Just stopping by to dash off wishes for a wonderful end to 2015 and a hopeful beginning to 2016. It’s been a busy hooking week, though, ironically, I don’t have much to show for it. You see, I have to get a rug started for the Albuquerque Fiber Arts Council‘s April show. I believe I mentioned this before. Crunch time is coming. The theme is “Colors of New Mexico.” Designing this thing is giving me angina. I swear, I think about it in the shower, at 2:00 a.m. when I should be sleeping, when my kid’s begging me to go to the movies. I’m pretty sure I know where I’ll go with it now, but it’s still making me drink.

Behind schedule poinsettia.
Behind-schedule poinsettia.

Then I spent one whole evening pulling out most of my almost-completed poinsettia. In my attempt to do a little shading, I used colors with hues much too close to one another. There wasn’t enough contrast between them so I was left with a merlot-colored SPLAT. I’ve since started hooking with more of a rosé and a pinot noir. I think it helped.

Okay, I’m in a wine frame of mind. Whoopee! It’s almost New Year’s Eve, you know. Not only that, yesterday Tom and I went out to lunch then made a little field trip to a local winery, Gruet, which specializes in making bubbly in the Champenoise tradition. (It’s illegal to call any sparkly stuff champagne, so I’ll be technical.) We wanted to pick up a bottle for tomorrow night.

Celebrate with Gruet bubbly!

Um, we were more than successful. A lovely, young woman poured tastings for us and two other couples from Dallas and Portland. We had a great time talking wine, what it’s like to relocate to Portland (Oregon, hookers, not Maine!), Airstream trailers, vanilla lip gloss, and what-have-you. An hour and a half later, Tom and I were wine club members. Lucky you: If you’re thinking about visiting us here in Albuquerque, we’re apt to pop open a bottle for you.
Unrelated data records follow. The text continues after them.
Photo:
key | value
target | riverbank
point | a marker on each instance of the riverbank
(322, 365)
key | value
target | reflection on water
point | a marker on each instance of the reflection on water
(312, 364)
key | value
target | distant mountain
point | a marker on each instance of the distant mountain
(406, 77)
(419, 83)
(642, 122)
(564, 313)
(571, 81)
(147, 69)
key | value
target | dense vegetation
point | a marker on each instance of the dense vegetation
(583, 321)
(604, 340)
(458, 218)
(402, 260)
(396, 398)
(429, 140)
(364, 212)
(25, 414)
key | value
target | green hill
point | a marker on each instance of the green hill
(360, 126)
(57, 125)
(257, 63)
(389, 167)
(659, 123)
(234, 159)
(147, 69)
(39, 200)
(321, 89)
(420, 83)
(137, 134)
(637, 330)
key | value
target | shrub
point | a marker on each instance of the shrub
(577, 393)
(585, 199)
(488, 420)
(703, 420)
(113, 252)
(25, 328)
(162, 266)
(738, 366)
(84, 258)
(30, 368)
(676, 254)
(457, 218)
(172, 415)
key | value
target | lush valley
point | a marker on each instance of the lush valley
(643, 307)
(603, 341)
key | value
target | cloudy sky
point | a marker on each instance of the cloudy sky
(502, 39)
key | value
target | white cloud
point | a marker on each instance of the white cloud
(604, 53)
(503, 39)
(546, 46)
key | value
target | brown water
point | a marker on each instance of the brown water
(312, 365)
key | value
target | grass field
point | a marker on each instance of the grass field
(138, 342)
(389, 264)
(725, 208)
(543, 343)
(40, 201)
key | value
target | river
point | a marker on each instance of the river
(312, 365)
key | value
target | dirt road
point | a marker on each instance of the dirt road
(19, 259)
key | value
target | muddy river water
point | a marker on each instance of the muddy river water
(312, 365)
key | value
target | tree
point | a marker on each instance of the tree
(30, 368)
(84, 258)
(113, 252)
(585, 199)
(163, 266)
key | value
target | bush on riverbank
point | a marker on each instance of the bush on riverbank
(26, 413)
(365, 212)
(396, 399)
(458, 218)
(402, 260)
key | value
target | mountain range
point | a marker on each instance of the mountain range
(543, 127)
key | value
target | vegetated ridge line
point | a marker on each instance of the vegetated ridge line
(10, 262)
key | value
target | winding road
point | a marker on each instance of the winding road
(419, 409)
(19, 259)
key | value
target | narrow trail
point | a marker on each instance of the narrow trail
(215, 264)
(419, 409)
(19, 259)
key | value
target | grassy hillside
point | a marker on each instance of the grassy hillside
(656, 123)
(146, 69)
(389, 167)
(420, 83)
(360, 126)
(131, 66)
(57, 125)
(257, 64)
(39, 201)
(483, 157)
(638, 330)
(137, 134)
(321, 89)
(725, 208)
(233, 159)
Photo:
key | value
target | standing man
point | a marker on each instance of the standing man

Please share any hooking you might have managed to do this holiday week. If you didn’t get any done, who cares?!!? My wish is that you spend the rest of the week relaxing and enjoying friends and family. There’s plenty of time to work in 2016.

Happy New Year!

May your 2016 be filled with the most wonderful of fireworks and new adventures. Happy New Year!
May your 2016 be filled with the most wonderful of fireworks and new adventures. Happy 2016!